The problem with lifestyle activism

What is lifestyle activism? Recently, declaring oneself to be a feminist has become increasingly trendy. While a noticeable increase in people demanding gender equality is far from being destructive to the cause, there remains the prospect that what the movement stands for may become muddled when it intersects with pop culture and profits parties that do not support the original movement. For example, brands like Forever 21 and H&M offer products that proudly proclaim messages of women’s empowerment. T-shirts, socks, and several other accessories sport slogans like “feminist,” or “GRL PWR”. However, despite their surface-level support of feminism, these companies have all been guilty of profiting off the vulnerable third world women employed in their factories.
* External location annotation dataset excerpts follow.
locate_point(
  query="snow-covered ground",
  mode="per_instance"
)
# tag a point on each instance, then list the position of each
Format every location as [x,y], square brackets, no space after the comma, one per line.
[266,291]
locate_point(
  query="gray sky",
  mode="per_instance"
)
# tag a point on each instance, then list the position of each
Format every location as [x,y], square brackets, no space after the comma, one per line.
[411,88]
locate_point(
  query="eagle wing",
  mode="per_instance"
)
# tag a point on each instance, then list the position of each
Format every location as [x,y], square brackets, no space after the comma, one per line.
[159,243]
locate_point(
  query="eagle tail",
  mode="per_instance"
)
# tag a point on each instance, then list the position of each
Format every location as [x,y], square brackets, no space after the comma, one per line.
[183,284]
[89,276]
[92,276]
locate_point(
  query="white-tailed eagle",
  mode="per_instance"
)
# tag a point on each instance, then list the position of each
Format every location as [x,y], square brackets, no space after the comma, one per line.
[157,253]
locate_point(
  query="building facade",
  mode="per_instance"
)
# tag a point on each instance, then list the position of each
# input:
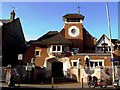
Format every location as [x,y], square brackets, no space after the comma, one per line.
[66,53]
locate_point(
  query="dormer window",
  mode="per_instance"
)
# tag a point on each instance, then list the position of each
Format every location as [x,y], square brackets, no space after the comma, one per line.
[37,53]
[56,48]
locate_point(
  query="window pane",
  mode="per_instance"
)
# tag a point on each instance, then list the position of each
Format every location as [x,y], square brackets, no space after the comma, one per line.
[74,64]
[58,48]
[100,63]
[54,48]
[96,64]
[37,53]
[91,64]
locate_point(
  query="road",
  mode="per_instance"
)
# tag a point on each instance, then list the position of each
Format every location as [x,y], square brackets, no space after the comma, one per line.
[70,86]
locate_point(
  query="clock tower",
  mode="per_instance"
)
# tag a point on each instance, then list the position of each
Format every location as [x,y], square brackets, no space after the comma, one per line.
[73,30]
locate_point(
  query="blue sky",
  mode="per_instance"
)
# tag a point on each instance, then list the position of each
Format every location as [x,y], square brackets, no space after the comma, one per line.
[37,18]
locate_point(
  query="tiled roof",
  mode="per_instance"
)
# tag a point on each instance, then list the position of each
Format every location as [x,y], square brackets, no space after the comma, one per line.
[74,16]
[115,41]
[4,21]
[53,38]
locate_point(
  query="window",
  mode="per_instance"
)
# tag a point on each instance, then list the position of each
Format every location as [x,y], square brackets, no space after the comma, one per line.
[95,63]
[74,64]
[37,53]
[100,63]
[56,48]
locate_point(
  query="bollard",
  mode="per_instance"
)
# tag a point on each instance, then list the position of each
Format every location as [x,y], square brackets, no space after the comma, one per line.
[82,82]
[52,82]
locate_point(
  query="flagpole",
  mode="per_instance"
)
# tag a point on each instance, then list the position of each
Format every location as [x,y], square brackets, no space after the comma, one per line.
[110,36]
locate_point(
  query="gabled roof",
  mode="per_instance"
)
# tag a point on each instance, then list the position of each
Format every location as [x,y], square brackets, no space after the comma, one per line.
[101,38]
[115,41]
[4,21]
[14,29]
[53,38]
[73,15]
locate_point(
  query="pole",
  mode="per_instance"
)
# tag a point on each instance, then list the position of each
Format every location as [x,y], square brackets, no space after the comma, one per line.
[52,82]
[110,35]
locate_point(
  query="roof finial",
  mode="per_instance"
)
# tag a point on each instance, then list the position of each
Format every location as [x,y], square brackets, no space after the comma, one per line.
[78,9]
[12,16]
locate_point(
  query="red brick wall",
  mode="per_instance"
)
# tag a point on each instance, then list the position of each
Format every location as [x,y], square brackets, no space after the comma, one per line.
[106,59]
[29,54]
[89,42]
[39,61]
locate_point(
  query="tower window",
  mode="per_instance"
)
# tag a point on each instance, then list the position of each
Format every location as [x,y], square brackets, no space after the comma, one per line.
[37,53]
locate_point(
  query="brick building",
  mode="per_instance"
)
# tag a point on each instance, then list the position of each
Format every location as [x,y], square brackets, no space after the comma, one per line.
[13,40]
[60,54]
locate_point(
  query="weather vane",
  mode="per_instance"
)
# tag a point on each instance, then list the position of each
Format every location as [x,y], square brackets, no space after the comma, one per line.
[78,9]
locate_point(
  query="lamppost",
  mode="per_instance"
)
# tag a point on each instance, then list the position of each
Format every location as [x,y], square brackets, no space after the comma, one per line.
[79,65]
[110,35]
[20,58]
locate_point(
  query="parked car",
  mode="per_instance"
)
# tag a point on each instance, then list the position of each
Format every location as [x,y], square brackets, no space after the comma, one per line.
[116,83]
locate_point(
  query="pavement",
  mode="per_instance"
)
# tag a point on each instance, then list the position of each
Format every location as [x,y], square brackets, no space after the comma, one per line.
[59,86]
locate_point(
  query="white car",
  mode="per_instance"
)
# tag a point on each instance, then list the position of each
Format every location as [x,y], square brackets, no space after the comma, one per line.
[116,83]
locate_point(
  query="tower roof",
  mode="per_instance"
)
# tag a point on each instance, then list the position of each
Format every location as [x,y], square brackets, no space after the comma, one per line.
[73,15]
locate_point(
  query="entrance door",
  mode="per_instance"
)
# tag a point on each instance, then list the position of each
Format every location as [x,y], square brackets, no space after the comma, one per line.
[57,69]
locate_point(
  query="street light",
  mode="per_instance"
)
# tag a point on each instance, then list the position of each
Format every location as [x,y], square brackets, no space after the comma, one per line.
[20,58]
[110,35]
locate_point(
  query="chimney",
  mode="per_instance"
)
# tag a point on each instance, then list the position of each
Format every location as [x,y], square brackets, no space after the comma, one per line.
[12,16]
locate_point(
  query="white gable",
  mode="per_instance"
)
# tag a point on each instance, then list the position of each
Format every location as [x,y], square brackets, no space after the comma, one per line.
[104,40]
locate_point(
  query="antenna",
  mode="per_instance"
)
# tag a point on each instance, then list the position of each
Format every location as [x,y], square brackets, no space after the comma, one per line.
[78,8]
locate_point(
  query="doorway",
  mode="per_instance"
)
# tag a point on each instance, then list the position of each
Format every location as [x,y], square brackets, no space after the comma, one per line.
[57,69]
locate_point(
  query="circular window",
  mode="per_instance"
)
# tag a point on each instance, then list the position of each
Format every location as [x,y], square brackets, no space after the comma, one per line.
[73,31]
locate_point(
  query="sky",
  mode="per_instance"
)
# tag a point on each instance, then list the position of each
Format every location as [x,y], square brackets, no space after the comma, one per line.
[37,18]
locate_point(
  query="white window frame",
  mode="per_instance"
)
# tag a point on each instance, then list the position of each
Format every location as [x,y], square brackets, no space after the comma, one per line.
[51,48]
[72,61]
[38,54]
[98,62]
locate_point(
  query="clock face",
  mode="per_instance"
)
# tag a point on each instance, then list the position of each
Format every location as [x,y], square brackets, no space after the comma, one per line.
[73,31]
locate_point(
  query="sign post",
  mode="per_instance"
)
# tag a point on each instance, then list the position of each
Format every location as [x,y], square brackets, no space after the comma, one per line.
[20,58]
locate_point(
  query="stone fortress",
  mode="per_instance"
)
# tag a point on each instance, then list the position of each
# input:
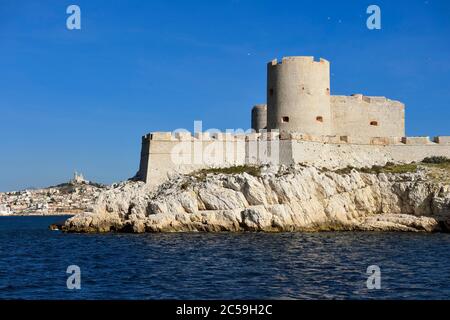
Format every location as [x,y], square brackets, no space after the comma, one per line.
[301,123]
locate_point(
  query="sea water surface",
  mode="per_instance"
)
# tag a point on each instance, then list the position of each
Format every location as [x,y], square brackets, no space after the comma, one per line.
[34,261]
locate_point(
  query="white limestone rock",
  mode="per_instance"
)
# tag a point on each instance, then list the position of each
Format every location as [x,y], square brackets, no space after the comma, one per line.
[297,198]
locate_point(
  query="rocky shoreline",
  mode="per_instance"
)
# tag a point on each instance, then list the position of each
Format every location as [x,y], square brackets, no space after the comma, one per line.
[276,199]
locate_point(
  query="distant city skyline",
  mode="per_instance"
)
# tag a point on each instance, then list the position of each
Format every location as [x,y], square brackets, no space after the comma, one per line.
[80,100]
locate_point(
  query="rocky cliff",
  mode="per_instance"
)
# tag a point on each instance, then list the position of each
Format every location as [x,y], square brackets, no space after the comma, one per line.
[274,199]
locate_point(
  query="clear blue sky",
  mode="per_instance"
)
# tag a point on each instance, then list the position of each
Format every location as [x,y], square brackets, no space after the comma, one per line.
[81,100]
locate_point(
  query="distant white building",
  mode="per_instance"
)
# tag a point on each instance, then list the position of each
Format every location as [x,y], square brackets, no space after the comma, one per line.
[78,178]
[5,210]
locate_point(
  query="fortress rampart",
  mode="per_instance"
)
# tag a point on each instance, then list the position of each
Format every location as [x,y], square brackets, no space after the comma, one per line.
[301,123]
[164,154]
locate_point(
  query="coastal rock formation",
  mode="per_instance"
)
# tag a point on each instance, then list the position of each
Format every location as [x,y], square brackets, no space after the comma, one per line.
[280,199]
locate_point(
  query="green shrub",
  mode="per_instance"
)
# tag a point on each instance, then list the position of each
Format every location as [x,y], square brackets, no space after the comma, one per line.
[251,170]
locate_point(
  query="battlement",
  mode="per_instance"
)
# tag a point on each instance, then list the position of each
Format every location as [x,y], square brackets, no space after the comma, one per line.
[297,59]
[264,135]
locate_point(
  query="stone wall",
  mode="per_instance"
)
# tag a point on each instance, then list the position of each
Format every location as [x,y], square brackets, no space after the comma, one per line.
[164,154]
[362,116]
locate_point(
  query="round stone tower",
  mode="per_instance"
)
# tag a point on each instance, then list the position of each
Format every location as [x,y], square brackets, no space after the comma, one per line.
[259,117]
[298,95]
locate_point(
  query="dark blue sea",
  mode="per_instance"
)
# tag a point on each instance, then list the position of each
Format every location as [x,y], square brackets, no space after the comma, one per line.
[34,260]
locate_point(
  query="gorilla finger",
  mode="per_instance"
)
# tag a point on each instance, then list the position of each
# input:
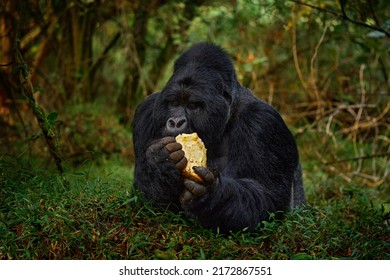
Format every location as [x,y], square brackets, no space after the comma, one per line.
[181,164]
[166,140]
[186,197]
[195,188]
[205,173]
[173,146]
[176,156]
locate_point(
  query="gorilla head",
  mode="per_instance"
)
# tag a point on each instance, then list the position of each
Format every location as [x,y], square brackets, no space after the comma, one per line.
[199,96]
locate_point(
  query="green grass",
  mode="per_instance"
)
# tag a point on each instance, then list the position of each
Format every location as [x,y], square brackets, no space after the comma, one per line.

It is important to clarify that the women’s marches are not inherently bad. In fact, the general intention behind the marches is understandable, if not admirable. Additionally, the relative success of the marches — in terms of attendance at the very least — brings much needed media attention to a plethora of social issues, including sexual harassment or assault, that too often go unmentioned. The marches also demonstrate the American people’s very real discontent and anger about the Trump Administration. However, despite the seemingly positive and encouraging nature of the marches, there remain a number of problems with them, chief among them being the proclivity to indirectly encourage lifestyle activism.

Marchers at the Iowa State Capitol.

Celebrities are just as guilty of jumping on the lifestyle activist-bandwagon as any average person. Despite the number of sexual harassment scandals that have recently rocked the entertainment industry, celebrities such as Selena Gomez and Lena Dunham continue to work with abusers while claiming to support feminist ideology. In this way, celebrities are using social justice movements to appeal to a larger audience, much like the aforementioned companies, while continuing to support individuals and systems that put marginalized groups at risk. In order to stay true to the original goal of women’s marches, celebrities should use their privilege and influence to provide a platform for real, established, and intersectional activists to spread their message and educate people who are willing to be educated.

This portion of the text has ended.